В моем же воображении возникали различные картинки и сюжеты некогда просмотренных фильмов и мультфильмов с известным персонажем. И, несмотря на всю серьезную и напряженную обстановку, мне стоило усилий сдержать улыбку.

— Скоро пригласите, мы заканчиваем, — сказал я.

— Господа, Самарскому полку надлежит через два часа выступить в сторону Стрельны. И иным воинским подразделениям прибыть к моему дому и быть готовыми к действиям, — сказал я.

Уверен, что мы начали действовать вовремя. Сейчас наступает ночь, официальных заявлений о том, что императрица умерла, нет. Я даже грешным делом подумал, что Авдотья Буженинова могла бы меня и обмануть.

И уже ночью местонахождение Елизаветы будет отцеплено моими солдатами. А на утро в Петербурге мог бы начаться переполох, в ходе которого все те, кто рассчитывает устранить Анну Леопольдовну, трижды подумали, на какую сторону им встать. Но пока… Может я и рисковал, не использовал все козыри. Но и мои оппоненты должны некоторое время скрывать факт смерти императрицы. По чести сказать, не все еще и готово.

Офицеры отправились выполнять поручения, иные были отправлены ещё раньше. Уже действует Фролов, и скоро я хотел бы увидеть лишь слегка помятого, но ошеломлённого французского посла. Но у меня выдалась минутка, чтобы услышать, что же хотел бы мне сказать великий сказочник-фантазёр, неподражаемый барон Мюнхгаузен.

— Господин Норов, — залихватски щёлкнув каблуками и шпорами на сапогах, обратился ко мне Карл Фридрих Иероним… и ещё кто-то там, барон Мюнхгаузен.

— Барон, что вас привело в мой дом? — спросил я.

— Смею доложить: его высочество принц Антон Ульрих Брауншвейгский спрашивает у вас, насколько велика ваша обида и насколько вы готовы, как человек, несомненно любящий великую княжну Анну Леопольдовну, и человек слова и чести, встать на её защиту, — на одном дыхании выпалил Мюнхгаузен.

Заучивал, наверное, текс.

— Как вам удалось выйти из дворца?
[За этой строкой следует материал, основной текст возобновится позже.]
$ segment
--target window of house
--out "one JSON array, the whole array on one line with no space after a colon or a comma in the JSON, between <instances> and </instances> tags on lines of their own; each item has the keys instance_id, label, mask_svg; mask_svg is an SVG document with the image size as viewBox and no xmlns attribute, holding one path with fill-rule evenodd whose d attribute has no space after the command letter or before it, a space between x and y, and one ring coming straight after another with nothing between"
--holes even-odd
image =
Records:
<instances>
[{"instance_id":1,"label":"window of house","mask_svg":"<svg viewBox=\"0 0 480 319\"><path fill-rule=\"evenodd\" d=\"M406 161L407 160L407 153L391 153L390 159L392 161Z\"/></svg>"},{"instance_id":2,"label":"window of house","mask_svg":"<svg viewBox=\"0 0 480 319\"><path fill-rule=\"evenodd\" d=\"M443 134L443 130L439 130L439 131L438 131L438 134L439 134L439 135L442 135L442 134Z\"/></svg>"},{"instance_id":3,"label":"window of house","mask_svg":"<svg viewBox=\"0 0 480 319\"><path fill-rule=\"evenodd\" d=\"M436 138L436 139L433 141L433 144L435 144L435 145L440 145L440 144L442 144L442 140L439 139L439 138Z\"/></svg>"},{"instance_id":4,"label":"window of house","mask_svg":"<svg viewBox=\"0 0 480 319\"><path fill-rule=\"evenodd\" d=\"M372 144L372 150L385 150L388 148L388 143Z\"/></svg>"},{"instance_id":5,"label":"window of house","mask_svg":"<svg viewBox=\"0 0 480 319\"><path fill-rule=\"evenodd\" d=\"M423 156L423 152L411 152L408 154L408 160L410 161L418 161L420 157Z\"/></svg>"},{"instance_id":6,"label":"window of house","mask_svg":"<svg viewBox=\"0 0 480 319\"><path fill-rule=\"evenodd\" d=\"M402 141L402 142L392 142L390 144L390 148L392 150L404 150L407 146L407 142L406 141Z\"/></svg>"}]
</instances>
И что там происходит? — не стал я отвечать на вопрос барона, а задал свои.

— Господин бригадир, я смею настаивать на вашем ответе, — с невозмутимым видом говорил барон.

— Для этого мне нужно знать обстановку, — парировал я.

— Хорошо, господин бригадир. Что знаю… А вышел я только благодаря тому, что во дворце была неразбериха. Сейчас это будет сделать сложнее.

Мюнхгаузен рассказал не самые приятные новости. Ушаков начал действовать необычайно жёстко и решительно. И теперь выходило так, что у нас, если успеть блокировать Стрельну, будет патовая ситуация. У меня Елизавета, Ушаков удерживает Анну Леопольдовну. А что Бирон? Оказался политическим импотентом?

Решаться же идти на штурм Зимнего дворца я пока не готов. Нужно создать общественное мнение. Необходимо узнать, чего конкретно добиваются мои оппоненты. Хотя почти все понятно и так. Елизавету поставить хотят. Думают, что она дурочка, которая уж точно свои кондиции не разорвет. Или без бумажек станет управляемой.

— Что ответите, господин Норов? — после лаконичного и содержательного рассказа, спрашивал паж принца Антона Ульриха барон Мюнхгаузен.

А он, действительно, интересный рассказчик. Может предоставить барону возможность начать издаваться? Впрочем, насколько я знал, рассказы Мюнхгаузена были опубликованы без ведома барона.

— Наблюдая проблему престолонаследия, которая нынче существует, я выступаю за сохранение за Анной Леопольдовной статуса великой княжны и матери будущего императора. И тем самым я не нарушаю свою присягу. Но для успокоения Отечества вижу вариант пойти на некоторые уступки тем, кто сейчас уже начал действовать против принца и великой княжны. Я сделаю всё, чтобы ваш командир, Антон Ульрих, и великая княжна остались живы и здоровы и сохранили своё положение при дворе… но не упрочили его и не возвысились, — отвечал я. — Достаточно ли этого?

— Моему, как вы изволили сказать, командиру, этого достаточно. Больше всего он печётся о жизни и здоровье своей жены, — сказал барон. — Могу ли я послать своего человека сообщить о вашей поддержке? И примите ли вы Анну Леопольдовну и Антона Ульриха в своем доме, если возникнет на то нужда? Более защищенного места в Петербурге, как я успел увидеть, найти сложно.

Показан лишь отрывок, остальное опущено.